Delação de Funaro retorna ao STF após ajuste na Procuradoria

O ministro do Supremo Tribunal Federal e o procurador-geral da República, Rodrigo Janot, não comentam os ajustes pelos quais a delação teria de passar, mas o relator da Lava Jato na Corte disse a interlocutores que o procedimento já foi adotado por Teori Zavascki, morto em janeiro

Breno Pires, Beatriz Bulla e Rafael Moraes Moura, de Brasília

31 Agosto 2017 | 16h24

Lúcio Funaro. FOTO: ANDRE DUSEK/ESTADÃO

BRASÍLIA – O acordo de delação premiada do operador Lúcio Funaro retornou ao Supremo Tribunal Federal na tarde desta quinta-feira (31) após passar por ajuste na Procuradoria-Geral da República, com quem o investigado firmou o acordo.

Na quarta-feira, um dia depois receber a delação para análise, o ministro Edson Fachin, do STF, devolveu o acordo à PGR apontando necessidade de alteração em uma das cláusulas da colaboração firmada com o operador financeiro que evitava que Funaro fosse processado em casos de improbidade administrativa.

O retorno dos autos após a ida à PGR está registrado no andamento processual disponível no site do Supremo Tribunal Federal.

Sobre o fato de Fachin ter pedido ajustes, a PGR e o gabinete não comentam o assunto, já que a colaboração é mantida em sigilo. A interlocutores, no entanto, Fachin lembrou que esse procedimento já foi adotado pelo seu antecessor na relatoria da Lava Jato, o ministro Teori Zavascki, morto em janeiro. Teori chegou a pedir ajustes nos acordos do ex-presidente da Transpetro, Sérgio Machado; do senador cassado Delcídio Amaral; e do ex-deputado Pedro Corrêa. Em todos os casos, a delação foi homologada depois dos acertos.
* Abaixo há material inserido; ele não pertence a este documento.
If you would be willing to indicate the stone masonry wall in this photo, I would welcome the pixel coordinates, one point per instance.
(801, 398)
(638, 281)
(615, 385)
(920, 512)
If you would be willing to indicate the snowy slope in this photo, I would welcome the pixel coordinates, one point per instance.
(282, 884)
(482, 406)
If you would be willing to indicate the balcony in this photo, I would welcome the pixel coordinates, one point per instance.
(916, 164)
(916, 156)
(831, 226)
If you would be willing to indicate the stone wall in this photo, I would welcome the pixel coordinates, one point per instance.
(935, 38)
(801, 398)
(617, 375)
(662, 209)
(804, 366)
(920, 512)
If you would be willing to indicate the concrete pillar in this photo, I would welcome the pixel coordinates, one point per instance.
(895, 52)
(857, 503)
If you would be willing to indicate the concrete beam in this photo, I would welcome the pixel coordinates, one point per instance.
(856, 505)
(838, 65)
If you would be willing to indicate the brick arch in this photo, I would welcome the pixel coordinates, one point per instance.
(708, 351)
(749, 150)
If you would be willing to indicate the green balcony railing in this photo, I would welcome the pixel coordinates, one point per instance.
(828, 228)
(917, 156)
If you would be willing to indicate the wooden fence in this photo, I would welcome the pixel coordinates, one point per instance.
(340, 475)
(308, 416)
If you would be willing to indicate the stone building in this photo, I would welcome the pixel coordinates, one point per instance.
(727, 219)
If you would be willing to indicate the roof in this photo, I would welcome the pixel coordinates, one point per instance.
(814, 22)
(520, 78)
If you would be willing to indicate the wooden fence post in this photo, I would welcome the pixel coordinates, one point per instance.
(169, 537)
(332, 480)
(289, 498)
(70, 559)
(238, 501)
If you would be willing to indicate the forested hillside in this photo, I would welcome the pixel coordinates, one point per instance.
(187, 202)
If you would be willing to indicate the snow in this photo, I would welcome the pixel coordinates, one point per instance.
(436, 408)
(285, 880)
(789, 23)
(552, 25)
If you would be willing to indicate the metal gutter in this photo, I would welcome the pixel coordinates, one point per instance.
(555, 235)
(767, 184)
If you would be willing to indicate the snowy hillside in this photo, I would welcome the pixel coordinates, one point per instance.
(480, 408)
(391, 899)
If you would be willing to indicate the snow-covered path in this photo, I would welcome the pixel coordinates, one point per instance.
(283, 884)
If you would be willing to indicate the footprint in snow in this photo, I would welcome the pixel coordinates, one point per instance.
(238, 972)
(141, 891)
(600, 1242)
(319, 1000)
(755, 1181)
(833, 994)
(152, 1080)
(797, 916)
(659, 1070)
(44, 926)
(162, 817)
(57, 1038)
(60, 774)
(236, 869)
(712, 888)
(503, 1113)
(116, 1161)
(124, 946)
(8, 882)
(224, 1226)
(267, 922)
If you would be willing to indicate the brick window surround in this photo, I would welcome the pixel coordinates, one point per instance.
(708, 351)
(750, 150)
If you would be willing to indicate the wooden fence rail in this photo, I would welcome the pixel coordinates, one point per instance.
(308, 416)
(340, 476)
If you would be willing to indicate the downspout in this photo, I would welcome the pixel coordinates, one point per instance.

Depois que o material voltar ao gabinete de Fachin, o ministro irá convocar Funaro para confirmar que o acordo foi firmado de forma espontânea. Só depois disso estará pronto para homologação.

Janot pretende usar informações prestadas por Funaro na denúncia que prepara contra Temer. Para isso, a delação precisa estar homologada pelo ministro do STF. Nas contas feitas por investigadores, Fachin deve validar o acordo até o início da semana que vem, possibilitando que a denúncia seja oferecida na sequência.